Roundtable discussion

Axiom’s Millennia speakers, introduced at the turn of the millennium, have since evolved into the current v4 models, but also look pretty much the same as they did then. This is a mixed blessing. On the one hand, a familiar look means that consumers can readily identify the brand’s products. In addition, once I got to know Colquhoun, I learned that what he’s most interested in is perfecting the technical aspects of a speaker’s design -- for him, a speaker’s appearance runs a distant second. This is why, at the 35th-anniversary party, he chaired a roundtable discussion in which Axiom enthusiasts discussed the technicalities of speaker design -- but not how speakers look. On the other hand, 15 years is too long for anything. Heck, I’ve had shirts in my closet that were in perfect shape, but that I’ve thrown out because they’re just too old. I hope that a facelift of their entire speaker line is a priority for 2016. (Hint.)

Anechoic chamber

Yet not everything is the same. A few years ago, Colquhoun dropped about a half a million bucks on an anechoic chamber -- the same model as the one at Canada’s National Research Council (NRC) -- so they could better refine their designs, further improve quality control, and spend far less time traveling back and forth to the NRC. This is a big plus for Axiom -- only a handful of hi-fi companies in North America have their own anechoic chambers. Recently, Colquhoun bought a new CNC machine for cutting metal parts for their AxiomAir all-in-one wireless sound system, which sports entirely new industrial design, and likely paves the way for future Axiom Audio products -- technically and, perhaps, visually.

Andrew Welker

Since 2000, Colquhoun has taken some other actions that I believe are the most substantial changes he’s made in his company. Several years ago, he hired Andrew Welker (above) to head up acoustic and electronics design. Welker began his design career in the late 1990s, at Mirage, where he produced some groundbreaking products such as Mirage’s Omnipolar technology, which featured a unique spin on speakers that radiated sound through 360 degrees. Mirage’s parent company, Audio Products International, was eventually sold to the Klipsch Group, for which Welker then worked for a while. But he tired of the corporate atmosphere and wanted to get back to his roots, working for a company where he could have a direct hand in the design and manufacture of everything. That’s how he ended up at Axiom, designing not only speakers, but amplifiers and digital crossovers as well.

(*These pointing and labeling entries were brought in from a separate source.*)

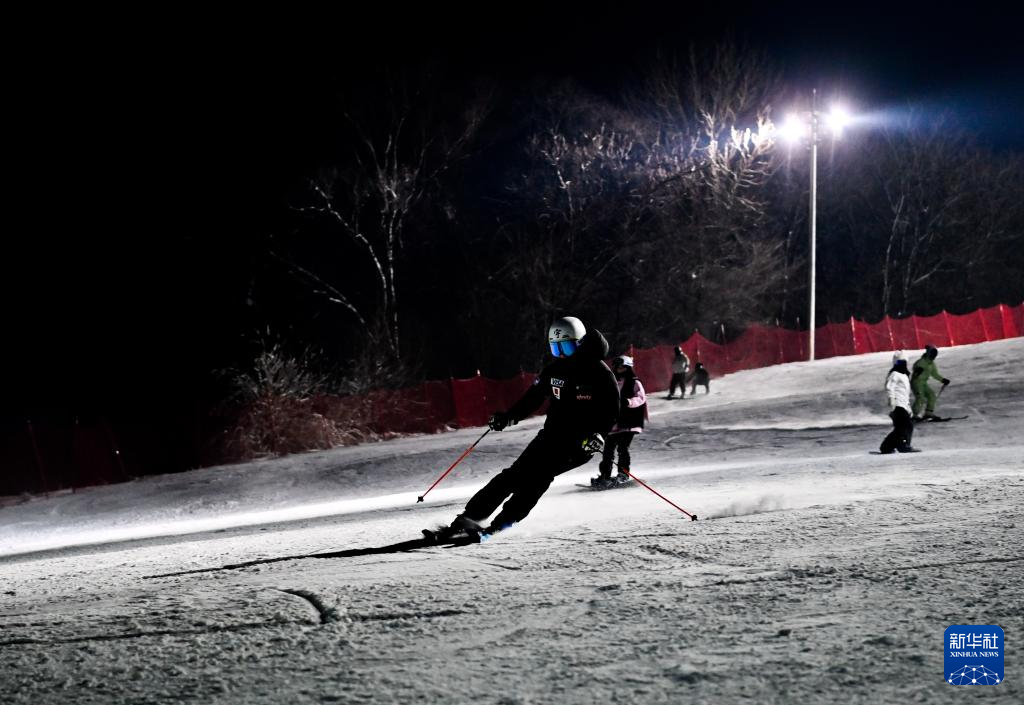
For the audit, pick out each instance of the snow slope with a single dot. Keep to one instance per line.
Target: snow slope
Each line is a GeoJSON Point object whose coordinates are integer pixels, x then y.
{"type": "Point", "coordinates": [817, 572]}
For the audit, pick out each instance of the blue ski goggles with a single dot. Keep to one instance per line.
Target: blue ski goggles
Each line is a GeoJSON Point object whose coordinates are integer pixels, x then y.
{"type": "Point", "coordinates": [563, 348]}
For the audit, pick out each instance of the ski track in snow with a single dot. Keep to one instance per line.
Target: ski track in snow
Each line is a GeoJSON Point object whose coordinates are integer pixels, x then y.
{"type": "Point", "coordinates": [818, 573]}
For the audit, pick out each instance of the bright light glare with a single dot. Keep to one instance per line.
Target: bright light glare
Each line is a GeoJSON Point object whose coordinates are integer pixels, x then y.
{"type": "Point", "coordinates": [838, 119]}
{"type": "Point", "coordinates": [793, 128]}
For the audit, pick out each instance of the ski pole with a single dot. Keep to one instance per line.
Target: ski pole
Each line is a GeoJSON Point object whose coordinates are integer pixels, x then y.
{"type": "Point", "coordinates": [693, 517]}
{"type": "Point", "coordinates": [444, 474]}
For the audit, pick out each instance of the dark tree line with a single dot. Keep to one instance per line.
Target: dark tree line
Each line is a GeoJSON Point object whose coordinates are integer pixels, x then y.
{"type": "Point", "coordinates": [452, 219]}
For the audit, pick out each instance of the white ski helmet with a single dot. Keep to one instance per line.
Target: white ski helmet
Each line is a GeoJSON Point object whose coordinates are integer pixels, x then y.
{"type": "Point", "coordinates": [564, 336]}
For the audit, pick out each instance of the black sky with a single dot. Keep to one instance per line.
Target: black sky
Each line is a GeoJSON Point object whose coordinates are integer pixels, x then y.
{"type": "Point", "coordinates": [151, 151]}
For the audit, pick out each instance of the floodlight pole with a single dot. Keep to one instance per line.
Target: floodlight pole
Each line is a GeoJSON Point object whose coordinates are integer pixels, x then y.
{"type": "Point", "coordinates": [812, 265]}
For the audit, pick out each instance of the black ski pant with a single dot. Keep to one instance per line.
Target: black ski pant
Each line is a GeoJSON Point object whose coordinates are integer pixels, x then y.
{"type": "Point", "coordinates": [525, 481]}
{"type": "Point", "coordinates": [678, 380]}
{"type": "Point", "coordinates": [620, 442]}
{"type": "Point", "coordinates": [901, 433]}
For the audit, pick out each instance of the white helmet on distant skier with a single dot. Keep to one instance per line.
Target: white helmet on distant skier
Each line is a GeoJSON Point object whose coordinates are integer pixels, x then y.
{"type": "Point", "coordinates": [564, 336]}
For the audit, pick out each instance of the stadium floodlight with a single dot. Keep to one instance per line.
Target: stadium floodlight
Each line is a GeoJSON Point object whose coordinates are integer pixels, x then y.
{"type": "Point", "coordinates": [808, 126]}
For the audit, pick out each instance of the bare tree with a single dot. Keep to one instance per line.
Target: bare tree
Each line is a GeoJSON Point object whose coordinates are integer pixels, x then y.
{"type": "Point", "coordinates": [397, 148]}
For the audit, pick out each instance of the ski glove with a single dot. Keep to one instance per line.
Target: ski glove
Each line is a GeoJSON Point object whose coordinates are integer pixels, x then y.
{"type": "Point", "coordinates": [593, 444]}
{"type": "Point", "coordinates": [500, 420]}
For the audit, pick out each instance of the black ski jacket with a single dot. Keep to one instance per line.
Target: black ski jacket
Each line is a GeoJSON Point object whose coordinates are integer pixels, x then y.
{"type": "Point", "coordinates": [583, 392]}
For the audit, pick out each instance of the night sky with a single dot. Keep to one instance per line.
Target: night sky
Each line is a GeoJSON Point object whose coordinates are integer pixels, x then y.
{"type": "Point", "coordinates": [148, 161]}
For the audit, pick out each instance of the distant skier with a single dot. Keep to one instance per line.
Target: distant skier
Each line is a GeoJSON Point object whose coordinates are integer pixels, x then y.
{"type": "Point", "coordinates": [584, 405]}
{"type": "Point", "coordinates": [680, 366]}
{"type": "Point", "coordinates": [898, 392]}
{"type": "Point", "coordinates": [699, 376]}
{"type": "Point", "coordinates": [924, 396]}
{"type": "Point", "coordinates": [632, 414]}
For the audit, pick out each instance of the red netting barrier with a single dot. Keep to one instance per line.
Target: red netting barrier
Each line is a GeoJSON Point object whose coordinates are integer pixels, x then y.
{"type": "Point", "coordinates": [48, 456]}
{"type": "Point", "coordinates": [1015, 317]}
{"type": "Point", "coordinates": [470, 401]}
{"type": "Point", "coordinates": [967, 329]}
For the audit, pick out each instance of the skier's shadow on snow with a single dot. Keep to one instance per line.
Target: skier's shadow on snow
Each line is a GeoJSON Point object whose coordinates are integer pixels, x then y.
{"type": "Point", "coordinates": [374, 550]}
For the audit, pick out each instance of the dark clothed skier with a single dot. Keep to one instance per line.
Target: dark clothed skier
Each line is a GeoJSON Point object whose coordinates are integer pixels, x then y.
{"type": "Point", "coordinates": [632, 414]}
{"type": "Point", "coordinates": [583, 406]}
{"type": "Point", "coordinates": [680, 366]}
{"type": "Point", "coordinates": [898, 394]}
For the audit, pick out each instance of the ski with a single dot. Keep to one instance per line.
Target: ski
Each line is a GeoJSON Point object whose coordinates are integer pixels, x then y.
{"type": "Point", "coordinates": [939, 419]}
{"type": "Point", "coordinates": [602, 488]}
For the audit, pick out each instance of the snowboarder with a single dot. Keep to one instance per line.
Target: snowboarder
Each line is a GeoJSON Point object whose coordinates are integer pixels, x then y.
{"type": "Point", "coordinates": [583, 406]}
{"type": "Point", "coordinates": [898, 392]}
{"type": "Point", "coordinates": [699, 376]}
{"type": "Point", "coordinates": [680, 366]}
{"type": "Point", "coordinates": [924, 396]}
{"type": "Point", "coordinates": [632, 414]}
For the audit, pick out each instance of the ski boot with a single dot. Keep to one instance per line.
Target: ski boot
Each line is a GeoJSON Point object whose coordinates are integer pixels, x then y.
{"type": "Point", "coordinates": [462, 527]}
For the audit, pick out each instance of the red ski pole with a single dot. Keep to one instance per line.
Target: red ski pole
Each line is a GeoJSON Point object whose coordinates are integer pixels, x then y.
{"type": "Point", "coordinates": [693, 517]}
{"type": "Point", "coordinates": [444, 474]}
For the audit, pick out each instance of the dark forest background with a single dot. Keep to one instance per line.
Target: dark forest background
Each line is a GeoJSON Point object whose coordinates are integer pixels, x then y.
{"type": "Point", "coordinates": [204, 209]}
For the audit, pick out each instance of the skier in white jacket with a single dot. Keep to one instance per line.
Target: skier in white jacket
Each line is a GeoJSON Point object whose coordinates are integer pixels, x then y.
{"type": "Point", "coordinates": [898, 391]}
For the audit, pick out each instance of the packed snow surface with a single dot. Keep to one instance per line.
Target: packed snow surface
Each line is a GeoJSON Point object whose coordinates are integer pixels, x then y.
{"type": "Point", "coordinates": [817, 572]}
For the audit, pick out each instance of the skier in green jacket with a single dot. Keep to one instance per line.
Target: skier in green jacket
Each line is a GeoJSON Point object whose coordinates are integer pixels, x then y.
{"type": "Point", "coordinates": [924, 396]}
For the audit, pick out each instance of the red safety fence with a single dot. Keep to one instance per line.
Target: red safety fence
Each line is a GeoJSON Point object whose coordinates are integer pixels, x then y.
{"type": "Point", "coordinates": [50, 456]}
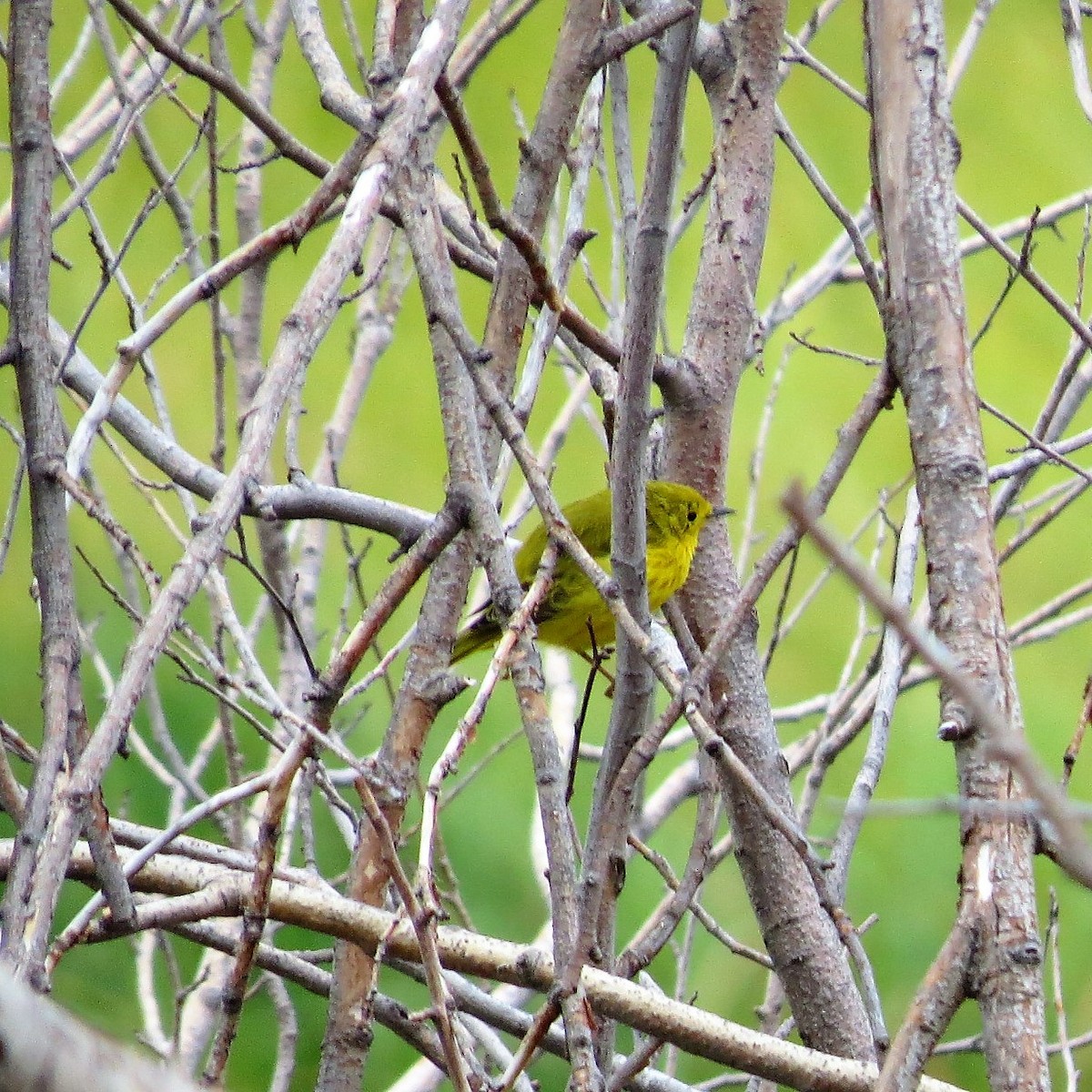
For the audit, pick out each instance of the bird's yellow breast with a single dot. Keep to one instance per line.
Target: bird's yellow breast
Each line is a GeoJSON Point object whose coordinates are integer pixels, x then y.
{"type": "Point", "coordinates": [669, 567]}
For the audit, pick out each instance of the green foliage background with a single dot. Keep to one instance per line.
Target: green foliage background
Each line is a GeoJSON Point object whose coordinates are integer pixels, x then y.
{"type": "Point", "coordinates": [1025, 143]}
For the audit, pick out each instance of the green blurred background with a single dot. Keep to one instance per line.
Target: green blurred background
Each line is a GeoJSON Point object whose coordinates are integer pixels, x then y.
{"type": "Point", "coordinates": [1025, 143]}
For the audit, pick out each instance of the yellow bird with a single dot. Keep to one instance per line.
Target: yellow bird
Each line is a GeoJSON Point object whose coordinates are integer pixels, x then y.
{"type": "Point", "coordinates": [573, 610]}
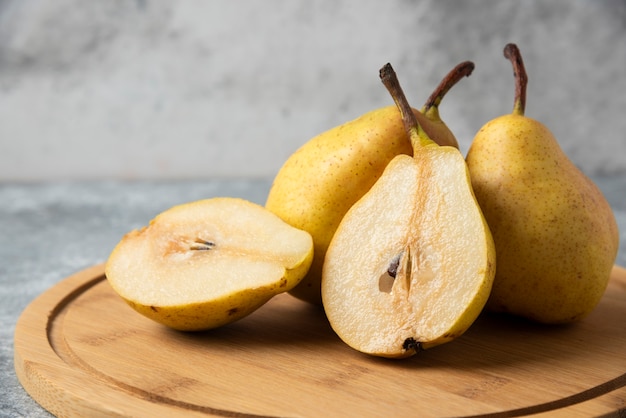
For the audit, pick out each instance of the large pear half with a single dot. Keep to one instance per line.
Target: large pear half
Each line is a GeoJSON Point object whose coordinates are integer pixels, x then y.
{"type": "Point", "coordinates": [207, 263]}
{"type": "Point", "coordinates": [412, 262]}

The other big change Colquhoun has made is Axiom’s alliance with Bryston, the well-known Canadian maker of electronics, whose origins precede Axiom’s. (Bryston was founded in the 1960s, but didn’t get into audio electronics until the ’70s.) A few years ago, when Bryston decided to make speakers, they knew they didn’t have the resources or in-house expertise to fully design and manufacture what they envisioned -- and that Axiom did. The companies collaborate on the design of Bryston’s speakers, and Axiom does the actual manufacturing, from start to finish, in their Muskoka factory. According to both parties, the partnership has been an unqualified success, and Bryston’s speaker line continues to expand. No surprise, then, to see Bryston’s James Tanner at Axiom’s anniversary party.

35th-anniversary cake

Founder-owned and -operated, 35 years of success and stability, strong technical proficiency and resources, excellent manufacturing capabilities, a successful industry partnership -- these days, Axiom Audio has plenty to crow about, and a strong future. But at the party, I learned that bragging about past or future accomplishments isn’t what Ian Colquhoun is about. Instead, he’s all about doing what he’s dedicated his working life to -- making better-sounding speakers, and now electronics -- through the company he owns, in the place he most loves.